Статья: Запоры у детей: проблемы и решения

Внимание! Если размещение файла нарушает Ваши авторские права, то обязательно сообщите нам

Эндоскопические исследования (колоноскопия, ректороманоскопия) у детей с хроническими запорами проводятся с целью определения состояния слизистой оболочки толстой кишки, позволяют объективно оценить характер и протяженность патологического процесса. Наиболее объективным методом диагностики состояния слизистой оболочки кишки является гистологическое исследование.
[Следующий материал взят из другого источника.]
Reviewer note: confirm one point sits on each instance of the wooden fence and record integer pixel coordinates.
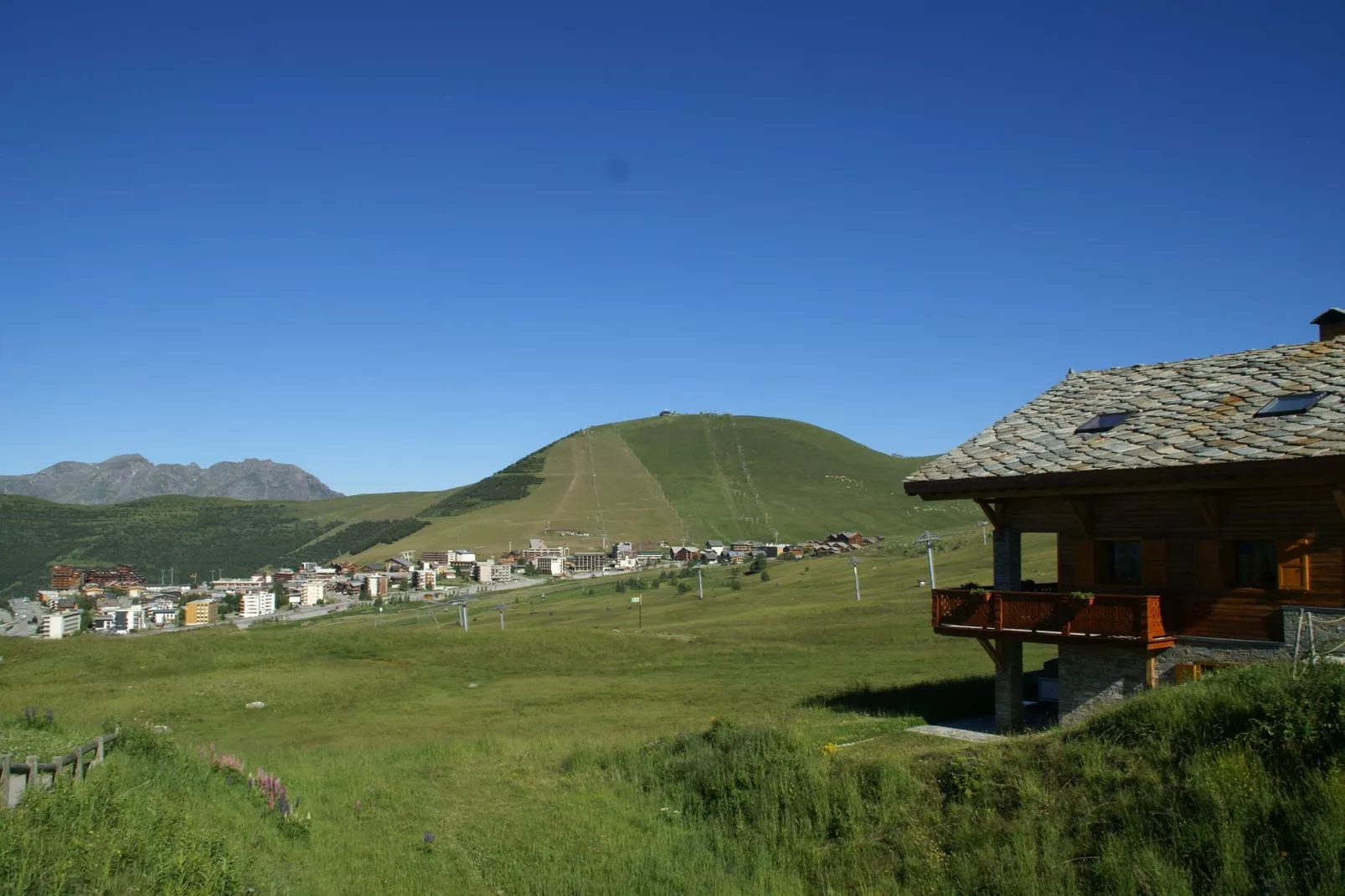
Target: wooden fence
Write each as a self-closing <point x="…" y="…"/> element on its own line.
<point x="18" y="776"/>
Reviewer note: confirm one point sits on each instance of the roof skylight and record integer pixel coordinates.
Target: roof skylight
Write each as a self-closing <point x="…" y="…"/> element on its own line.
<point x="1102" y="423"/>
<point x="1290" y="404"/>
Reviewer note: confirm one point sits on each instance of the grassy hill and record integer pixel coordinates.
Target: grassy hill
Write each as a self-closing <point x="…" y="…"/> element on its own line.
<point x="689" y="478"/>
<point x="677" y="479"/>
<point x="754" y="742"/>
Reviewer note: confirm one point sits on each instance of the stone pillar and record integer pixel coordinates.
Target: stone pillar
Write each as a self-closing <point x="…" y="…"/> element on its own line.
<point x="1009" y="687"/>
<point x="1007" y="564"/>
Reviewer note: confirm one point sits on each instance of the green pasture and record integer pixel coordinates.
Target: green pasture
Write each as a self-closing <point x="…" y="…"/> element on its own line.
<point x="479" y="738"/>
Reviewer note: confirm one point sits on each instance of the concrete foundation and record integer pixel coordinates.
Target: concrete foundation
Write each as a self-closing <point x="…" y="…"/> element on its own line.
<point x="1094" y="677"/>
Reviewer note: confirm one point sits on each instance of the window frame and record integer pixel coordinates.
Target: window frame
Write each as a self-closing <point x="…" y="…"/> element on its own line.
<point x="1269" y="408"/>
<point x="1105" y="564"/>
<point x="1096" y="423"/>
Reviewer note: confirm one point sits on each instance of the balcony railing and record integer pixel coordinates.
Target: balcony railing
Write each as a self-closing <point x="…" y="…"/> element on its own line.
<point x="1052" y="618"/>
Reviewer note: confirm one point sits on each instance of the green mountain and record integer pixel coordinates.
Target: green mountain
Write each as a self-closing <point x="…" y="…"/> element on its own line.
<point x="677" y="479"/>
<point x="686" y="478"/>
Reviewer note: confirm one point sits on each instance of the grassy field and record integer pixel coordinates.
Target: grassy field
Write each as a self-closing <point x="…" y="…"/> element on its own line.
<point x="676" y="479"/>
<point x="696" y="476"/>
<point x="389" y="725"/>
<point x="750" y="743"/>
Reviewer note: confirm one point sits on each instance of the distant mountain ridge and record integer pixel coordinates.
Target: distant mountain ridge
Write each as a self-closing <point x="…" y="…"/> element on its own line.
<point x="132" y="476"/>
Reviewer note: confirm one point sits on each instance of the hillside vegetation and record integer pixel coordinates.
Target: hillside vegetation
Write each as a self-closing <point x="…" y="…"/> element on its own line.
<point x="754" y="742"/>
<point x="689" y="478"/>
<point x="666" y="479"/>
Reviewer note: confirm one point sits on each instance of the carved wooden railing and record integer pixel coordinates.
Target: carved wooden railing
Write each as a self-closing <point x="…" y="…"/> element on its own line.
<point x="1049" y="616"/>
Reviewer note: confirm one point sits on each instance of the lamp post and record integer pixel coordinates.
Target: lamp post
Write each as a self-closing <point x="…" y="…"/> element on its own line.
<point x="927" y="540"/>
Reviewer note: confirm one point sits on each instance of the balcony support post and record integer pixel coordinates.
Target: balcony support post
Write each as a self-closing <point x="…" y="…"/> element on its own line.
<point x="1007" y="565"/>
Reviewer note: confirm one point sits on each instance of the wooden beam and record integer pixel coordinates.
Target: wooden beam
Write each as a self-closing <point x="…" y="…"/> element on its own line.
<point x="1208" y="505"/>
<point x="1245" y="474"/>
<point x="1340" y="499"/>
<point x="1080" y="509"/>
<point x="994" y="654"/>
<point x="987" y="509"/>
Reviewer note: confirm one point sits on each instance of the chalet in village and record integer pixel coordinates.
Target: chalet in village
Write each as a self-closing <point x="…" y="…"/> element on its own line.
<point x="1198" y="512"/>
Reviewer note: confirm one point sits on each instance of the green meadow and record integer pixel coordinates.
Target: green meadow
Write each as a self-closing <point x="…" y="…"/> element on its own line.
<point x="468" y="735"/>
<point x="754" y="742"/>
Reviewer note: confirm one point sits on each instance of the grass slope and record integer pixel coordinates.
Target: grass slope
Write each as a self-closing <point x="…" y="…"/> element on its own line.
<point x="683" y="478"/>
<point x="752" y="476"/>
<point x="379" y="711"/>
<point x="713" y="749"/>
<point x="692" y="478"/>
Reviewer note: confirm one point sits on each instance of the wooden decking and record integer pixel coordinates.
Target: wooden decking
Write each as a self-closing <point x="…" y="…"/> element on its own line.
<point x="1051" y="616"/>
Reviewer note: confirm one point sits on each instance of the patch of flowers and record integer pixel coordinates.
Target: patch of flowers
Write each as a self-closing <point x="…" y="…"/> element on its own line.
<point x="262" y="786"/>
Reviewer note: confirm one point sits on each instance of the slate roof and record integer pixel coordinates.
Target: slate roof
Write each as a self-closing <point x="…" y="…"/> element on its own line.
<point x="1184" y="414"/>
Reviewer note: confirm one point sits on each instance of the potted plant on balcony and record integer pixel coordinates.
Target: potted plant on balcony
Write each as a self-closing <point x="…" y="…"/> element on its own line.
<point x="977" y="591"/>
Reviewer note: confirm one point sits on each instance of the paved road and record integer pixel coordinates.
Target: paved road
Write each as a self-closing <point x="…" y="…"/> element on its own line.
<point x="24" y="623"/>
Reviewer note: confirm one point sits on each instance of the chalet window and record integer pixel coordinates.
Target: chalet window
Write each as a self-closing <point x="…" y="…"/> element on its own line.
<point x="1290" y="404"/>
<point x="1102" y="423"/>
<point x="1121" y="563"/>
<point x="1255" y="564"/>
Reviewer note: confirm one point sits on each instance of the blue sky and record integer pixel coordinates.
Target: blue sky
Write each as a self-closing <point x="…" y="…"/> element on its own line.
<point x="401" y="245"/>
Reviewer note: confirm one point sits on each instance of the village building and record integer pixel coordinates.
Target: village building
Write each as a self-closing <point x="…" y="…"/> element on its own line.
<point x="588" y="561"/>
<point x="312" y="591"/>
<point x="201" y="612"/>
<point x="537" y="549"/>
<point x="553" y="567"/>
<point x="1198" y="512"/>
<point x="259" y="603"/>
<point x="61" y="623"/>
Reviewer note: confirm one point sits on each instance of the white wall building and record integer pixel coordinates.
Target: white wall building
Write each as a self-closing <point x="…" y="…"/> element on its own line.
<point x="549" y="567"/>
<point x="61" y="625"/>
<point x="312" y="591"/>
<point x="257" y="603"/>
<point x="240" y="584"/>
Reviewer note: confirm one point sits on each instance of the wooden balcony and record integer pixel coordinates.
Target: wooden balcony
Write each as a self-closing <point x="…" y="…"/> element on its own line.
<point x="1051" y="618"/>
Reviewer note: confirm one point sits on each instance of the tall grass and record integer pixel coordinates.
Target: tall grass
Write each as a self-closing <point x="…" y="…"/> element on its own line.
<point x="1229" y="786"/>
<point x="122" y="829"/>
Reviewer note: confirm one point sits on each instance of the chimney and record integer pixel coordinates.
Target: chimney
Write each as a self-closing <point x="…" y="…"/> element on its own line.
<point x="1331" y="324"/>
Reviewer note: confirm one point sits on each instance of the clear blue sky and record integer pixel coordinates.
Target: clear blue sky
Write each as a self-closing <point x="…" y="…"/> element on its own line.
<point x="402" y="246"/>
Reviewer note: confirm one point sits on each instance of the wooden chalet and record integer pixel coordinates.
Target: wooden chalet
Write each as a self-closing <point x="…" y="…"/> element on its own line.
<point x="1198" y="512"/>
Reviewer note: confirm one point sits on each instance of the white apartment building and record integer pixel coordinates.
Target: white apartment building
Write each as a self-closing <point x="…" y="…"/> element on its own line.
<point x="537" y="549"/>
<point x="259" y="603"/>
<point x="550" y="567"/>
<point x="312" y="591"/>
<point x="61" y="625"/>
<point x="240" y="584"/>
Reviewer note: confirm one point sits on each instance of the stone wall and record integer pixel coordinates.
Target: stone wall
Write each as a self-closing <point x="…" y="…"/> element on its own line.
<point x="1094" y="677"/>
<point x="1327" y="630"/>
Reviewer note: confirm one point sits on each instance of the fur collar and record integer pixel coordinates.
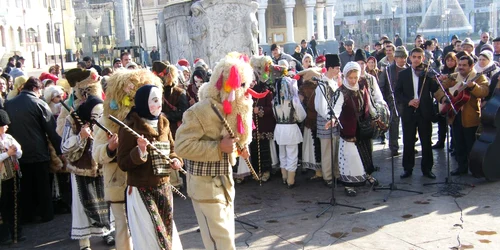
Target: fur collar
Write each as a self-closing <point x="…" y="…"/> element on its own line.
<point x="141" y="127"/>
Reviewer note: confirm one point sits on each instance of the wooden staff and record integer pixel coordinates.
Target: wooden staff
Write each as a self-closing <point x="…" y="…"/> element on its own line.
<point x="102" y="127"/>
<point x="231" y="133"/>
<point x="72" y="113"/>
<point x="151" y="146"/>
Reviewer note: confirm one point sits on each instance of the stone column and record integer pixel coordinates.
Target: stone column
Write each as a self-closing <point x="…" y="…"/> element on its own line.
<point x="330" y="23"/>
<point x="262" y="21"/>
<point x="262" y="26"/>
<point x="309" y="5"/>
<point x="290" y="36"/>
<point x="320" y="9"/>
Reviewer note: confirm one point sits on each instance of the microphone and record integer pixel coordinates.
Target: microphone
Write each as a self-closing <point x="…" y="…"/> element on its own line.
<point x="317" y="79"/>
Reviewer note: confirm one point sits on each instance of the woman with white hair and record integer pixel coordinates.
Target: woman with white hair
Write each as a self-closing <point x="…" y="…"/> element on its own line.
<point x="307" y="61"/>
<point x="351" y="105"/>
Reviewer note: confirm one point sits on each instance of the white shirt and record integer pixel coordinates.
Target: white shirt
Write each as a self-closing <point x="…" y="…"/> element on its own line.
<point x="320" y="103"/>
<point x="415" y="84"/>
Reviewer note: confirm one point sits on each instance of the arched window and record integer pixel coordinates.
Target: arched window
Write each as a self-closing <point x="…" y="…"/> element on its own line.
<point x="20" y="34"/>
<point x="49" y="35"/>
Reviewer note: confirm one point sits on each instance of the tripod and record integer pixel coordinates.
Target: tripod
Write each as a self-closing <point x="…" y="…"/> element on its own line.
<point x="392" y="186"/>
<point x="333" y="201"/>
<point x="448" y="181"/>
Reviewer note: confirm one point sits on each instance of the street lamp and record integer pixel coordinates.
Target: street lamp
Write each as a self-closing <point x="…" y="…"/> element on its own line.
<point x="51" y="30"/>
<point x="378" y="24"/>
<point x="393" y="8"/>
<point x="97" y="45"/>
<point x="60" y="46"/>
<point x="447" y="12"/>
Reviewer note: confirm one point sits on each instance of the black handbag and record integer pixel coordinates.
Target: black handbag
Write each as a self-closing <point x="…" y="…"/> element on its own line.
<point x="365" y="126"/>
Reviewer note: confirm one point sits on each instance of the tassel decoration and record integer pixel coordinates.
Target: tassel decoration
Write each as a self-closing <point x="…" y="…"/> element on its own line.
<point x="227" y="88"/>
<point x="126" y="101"/>
<point x="219" y="83"/>
<point x="232" y="96"/>
<point x="113" y="105"/>
<point x="234" y="79"/>
<point x="226" y="105"/>
<point x="239" y="124"/>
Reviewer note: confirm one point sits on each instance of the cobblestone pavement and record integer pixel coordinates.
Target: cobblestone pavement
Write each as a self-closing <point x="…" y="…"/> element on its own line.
<point x="286" y="219"/>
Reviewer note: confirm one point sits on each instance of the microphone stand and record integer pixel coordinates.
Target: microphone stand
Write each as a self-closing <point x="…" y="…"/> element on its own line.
<point x="333" y="202"/>
<point x="392" y="186"/>
<point x="448" y="181"/>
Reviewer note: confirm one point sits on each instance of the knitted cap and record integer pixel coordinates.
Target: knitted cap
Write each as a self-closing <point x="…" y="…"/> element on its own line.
<point x="4" y="118"/>
<point x="401" y="52"/>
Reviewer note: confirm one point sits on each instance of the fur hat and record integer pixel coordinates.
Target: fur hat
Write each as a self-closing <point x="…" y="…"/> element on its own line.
<point x="360" y="55"/>
<point x="487" y="54"/>
<point x="84" y="82"/>
<point x="401" y="52"/>
<point x="332" y="60"/>
<point x="18" y="86"/>
<point x="229" y="85"/>
<point x="468" y="41"/>
<point x="120" y="93"/>
<point x="51" y="92"/>
<point x="85" y="109"/>
<point x="320" y="59"/>
<point x="4" y="118"/>
<point x="46" y="75"/>
<point x="488" y="47"/>
<point x="183" y="62"/>
<point x="262" y="66"/>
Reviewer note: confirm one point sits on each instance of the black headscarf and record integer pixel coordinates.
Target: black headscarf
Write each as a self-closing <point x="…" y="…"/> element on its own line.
<point x="85" y="109"/>
<point x="141" y="102"/>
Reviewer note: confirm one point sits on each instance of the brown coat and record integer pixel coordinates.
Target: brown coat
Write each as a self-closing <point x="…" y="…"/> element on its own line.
<point x="140" y="171"/>
<point x="471" y="112"/>
<point x="307" y="90"/>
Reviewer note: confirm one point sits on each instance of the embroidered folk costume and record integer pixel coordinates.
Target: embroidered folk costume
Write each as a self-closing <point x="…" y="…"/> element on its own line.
<point x="175" y="102"/>
<point x="288" y="111"/>
<point x="149" y="194"/>
<point x="90" y="212"/>
<point x="208" y="159"/>
<point x="352" y="103"/>
<point x="122" y="86"/>
<point x="329" y="138"/>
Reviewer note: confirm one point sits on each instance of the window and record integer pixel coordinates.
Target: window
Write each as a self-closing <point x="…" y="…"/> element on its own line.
<point x="20" y="34"/>
<point x="49" y="34"/>
<point x="57" y="34"/>
<point x="140" y="34"/>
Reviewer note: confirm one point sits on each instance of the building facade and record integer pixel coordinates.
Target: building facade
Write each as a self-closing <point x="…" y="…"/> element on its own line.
<point x="39" y="30"/>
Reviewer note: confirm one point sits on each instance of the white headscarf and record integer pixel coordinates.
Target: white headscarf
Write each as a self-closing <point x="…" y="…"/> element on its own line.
<point x="347" y="68"/>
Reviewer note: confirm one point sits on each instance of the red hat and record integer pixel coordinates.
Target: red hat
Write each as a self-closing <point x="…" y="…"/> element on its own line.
<point x="320" y="59"/>
<point x="183" y="62"/>
<point x="45" y="75"/>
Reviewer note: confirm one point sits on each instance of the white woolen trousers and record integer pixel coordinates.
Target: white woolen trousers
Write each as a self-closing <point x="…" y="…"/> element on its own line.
<point x="289" y="157"/>
<point x="142" y="228"/>
<point x="123" y="241"/>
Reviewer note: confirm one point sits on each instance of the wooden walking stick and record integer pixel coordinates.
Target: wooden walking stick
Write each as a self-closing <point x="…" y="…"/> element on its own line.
<point x="231" y="133"/>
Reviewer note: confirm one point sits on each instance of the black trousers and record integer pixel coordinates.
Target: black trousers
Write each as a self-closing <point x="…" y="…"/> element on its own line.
<point x="442" y="129"/>
<point x="36" y="192"/>
<point x="424" y="128"/>
<point x="7" y="208"/>
<point x="463" y="139"/>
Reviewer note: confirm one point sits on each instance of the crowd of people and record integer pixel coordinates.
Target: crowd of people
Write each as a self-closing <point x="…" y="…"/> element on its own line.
<point x="262" y="117"/>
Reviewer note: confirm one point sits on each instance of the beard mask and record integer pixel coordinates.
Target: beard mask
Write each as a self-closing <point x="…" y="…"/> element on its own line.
<point x="96" y="112"/>
<point x="155" y="102"/>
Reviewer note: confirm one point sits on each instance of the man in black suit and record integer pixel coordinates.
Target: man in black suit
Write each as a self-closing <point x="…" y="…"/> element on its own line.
<point x="414" y="91"/>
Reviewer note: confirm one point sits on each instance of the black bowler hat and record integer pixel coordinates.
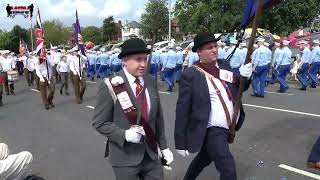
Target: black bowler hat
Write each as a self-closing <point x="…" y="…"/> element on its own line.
<point x="202" y="39"/>
<point x="133" y="46"/>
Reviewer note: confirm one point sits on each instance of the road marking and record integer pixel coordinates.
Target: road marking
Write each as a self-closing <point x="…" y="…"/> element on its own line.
<point x="91" y="107"/>
<point x="283" y="110"/>
<point x="91" y="82"/>
<point x="269" y="92"/>
<point x="305" y="173"/>
<point x="35" y="90"/>
<point x="162" y="92"/>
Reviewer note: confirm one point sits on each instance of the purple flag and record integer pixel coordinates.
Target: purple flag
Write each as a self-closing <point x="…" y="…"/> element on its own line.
<point x="77" y="38"/>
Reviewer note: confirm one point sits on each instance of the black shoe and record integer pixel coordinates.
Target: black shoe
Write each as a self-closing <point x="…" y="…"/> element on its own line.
<point x="47" y="106"/>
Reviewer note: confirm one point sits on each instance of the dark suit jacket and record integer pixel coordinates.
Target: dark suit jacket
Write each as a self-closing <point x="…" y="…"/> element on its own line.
<point x="110" y="121"/>
<point x="194" y="107"/>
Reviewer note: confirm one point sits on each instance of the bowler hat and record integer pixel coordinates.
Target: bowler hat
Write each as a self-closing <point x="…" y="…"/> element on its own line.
<point x="133" y="46"/>
<point x="202" y="39"/>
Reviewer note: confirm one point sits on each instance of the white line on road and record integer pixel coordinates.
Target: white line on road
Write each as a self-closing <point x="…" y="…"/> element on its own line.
<point x="305" y="173"/>
<point x="162" y="92"/>
<point x="91" y="107"/>
<point x="91" y="82"/>
<point x="283" y="110"/>
<point x="269" y="92"/>
<point x="35" y="90"/>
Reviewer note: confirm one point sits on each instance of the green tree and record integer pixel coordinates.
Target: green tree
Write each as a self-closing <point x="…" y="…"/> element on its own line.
<point x="11" y="40"/>
<point x="289" y="15"/>
<point x="154" y="22"/>
<point x="109" y="28"/>
<point x="56" y="33"/>
<point x="93" y="34"/>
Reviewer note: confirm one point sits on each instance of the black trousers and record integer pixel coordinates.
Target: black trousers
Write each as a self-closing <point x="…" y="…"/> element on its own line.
<point x="315" y="153"/>
<point x="148" y="169"/>
<point x="215" y="148"/>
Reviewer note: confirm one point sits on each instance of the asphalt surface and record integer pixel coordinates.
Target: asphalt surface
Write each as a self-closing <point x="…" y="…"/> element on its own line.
<point x="66" y="147"/>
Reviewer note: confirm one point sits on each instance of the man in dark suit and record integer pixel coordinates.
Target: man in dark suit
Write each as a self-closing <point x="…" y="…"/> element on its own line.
<point x="314" y="157"/>
<point x="135" y="147"/>
<point x="205" y="108"/>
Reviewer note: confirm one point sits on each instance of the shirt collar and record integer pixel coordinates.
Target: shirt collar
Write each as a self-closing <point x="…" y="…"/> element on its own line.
<point x="131" y="78"/>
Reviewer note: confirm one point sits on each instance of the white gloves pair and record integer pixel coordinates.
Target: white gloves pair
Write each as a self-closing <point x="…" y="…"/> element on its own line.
<point x="246" y="70"/>
<point x="134" y="134"/>
<point x="183" y="153"/>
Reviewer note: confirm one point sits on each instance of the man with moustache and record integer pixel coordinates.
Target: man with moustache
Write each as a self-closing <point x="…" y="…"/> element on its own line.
<point x="128" y="112"/>
<point x="205" y="107"/>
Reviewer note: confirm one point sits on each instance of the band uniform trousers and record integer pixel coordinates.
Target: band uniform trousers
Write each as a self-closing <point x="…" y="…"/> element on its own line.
<point x="314" y="156"/>
<point x="29" y="75"/>
<point x="215" y="148"/>
<point x="148" y="169"/>
<point x="44" y="87"/>
<point x="313" y="71"/>
<point x="79" y="86"/>
<point x="302" y="75"/>
<point x="9" y="87"/>
<point x="65" y="77"/>
<point x="56" y="74"/>
<point x="13" y="166"/>
<point x="283" y="71"/>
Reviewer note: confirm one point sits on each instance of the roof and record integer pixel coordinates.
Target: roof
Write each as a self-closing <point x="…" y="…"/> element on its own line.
<point x="133" y="24"/>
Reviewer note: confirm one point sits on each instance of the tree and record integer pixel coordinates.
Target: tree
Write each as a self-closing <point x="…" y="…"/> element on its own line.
<point x="56" y="33"/>
<point x="207" y="15"/>
<point x="154" y="22"/>
<point x="109" y="28"/>
<point x="93" y="34"/>
<point x="289" y="15"/>
<point x="11" y="40"/>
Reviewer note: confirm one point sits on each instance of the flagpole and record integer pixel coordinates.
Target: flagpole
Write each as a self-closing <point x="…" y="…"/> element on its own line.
<point x="31" y="30"/>
<point x="243" y="81"/>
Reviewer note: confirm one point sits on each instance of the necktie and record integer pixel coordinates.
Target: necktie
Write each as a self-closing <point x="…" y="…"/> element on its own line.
<point x="142" y="99"/>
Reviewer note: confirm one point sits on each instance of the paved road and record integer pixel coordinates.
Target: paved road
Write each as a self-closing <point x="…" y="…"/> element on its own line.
<point x="279" y="129"/>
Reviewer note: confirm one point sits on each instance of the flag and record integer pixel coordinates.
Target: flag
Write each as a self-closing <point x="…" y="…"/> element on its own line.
<point x="40" y="43"/>
<point x="23" y="48"/>
<point x="250" y="10"/>
<point x="77" y="38"/>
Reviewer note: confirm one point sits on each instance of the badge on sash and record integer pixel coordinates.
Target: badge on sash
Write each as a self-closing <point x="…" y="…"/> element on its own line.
<point x="124" y="100"/>
<point x="226" y="75"/>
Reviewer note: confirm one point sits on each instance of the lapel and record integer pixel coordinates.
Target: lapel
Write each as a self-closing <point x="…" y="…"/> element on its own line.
<point x="131" y="94"/>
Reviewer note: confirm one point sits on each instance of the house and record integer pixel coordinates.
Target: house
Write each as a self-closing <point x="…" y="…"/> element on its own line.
<point x="130" y="30"/>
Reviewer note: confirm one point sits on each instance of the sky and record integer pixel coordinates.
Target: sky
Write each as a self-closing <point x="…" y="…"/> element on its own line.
<point x="90" y="12"/>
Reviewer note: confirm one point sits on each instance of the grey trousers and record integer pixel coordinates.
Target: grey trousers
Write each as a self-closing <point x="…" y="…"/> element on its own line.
<point x="148" y="169"/>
Оно дополняется гистохимическим исследованием тканевой ацетилхолинэстеразы в биоптатах, что дает возможность провести дифференцированную диагностику между функциональным мегаколоном и болезнью Гиршпрунга. При функциональных нарушениях толстой кишки, в частности, при функциональном мегаколоне, эта реакция отрицательная. При врожденном аганглиозе - она положительная [14]. Функциональные методы исследования имеют особое место и значение в оценке деятельности дистального отдела толстой кишки в норме и патологии.

Лечение слабительными препаратами эффективно лишь у 60% детей, а значительной части пациентов требуется длительная терапия [15].

У пациентов, принимающих стимулирующие и раздражающие слабительные средства, повышается риск развития «лаксативной болезни». Данный синдром характеризуется как местными изменениями (кишечными расстройствами), так и общими, связанными с нарушением водного, электролитного и витаминного баланса. Недостаточное поступление воды в толстую кишку создает несоответствие емкости толстой кишки и «подсохшего объема» кишечного содержимого. Клинически для данного синдрома характерны: повреждение слизистой оболочки кишечника, водно-электролитные расстройства с гипокалиемией, усиление болей в животе (постоянного характера или в виде колик), вздутие живота, жжение анального отверстия, обильный водянистый стул, который сменяется усилением запоров в связи со снижением органических анионов в кале.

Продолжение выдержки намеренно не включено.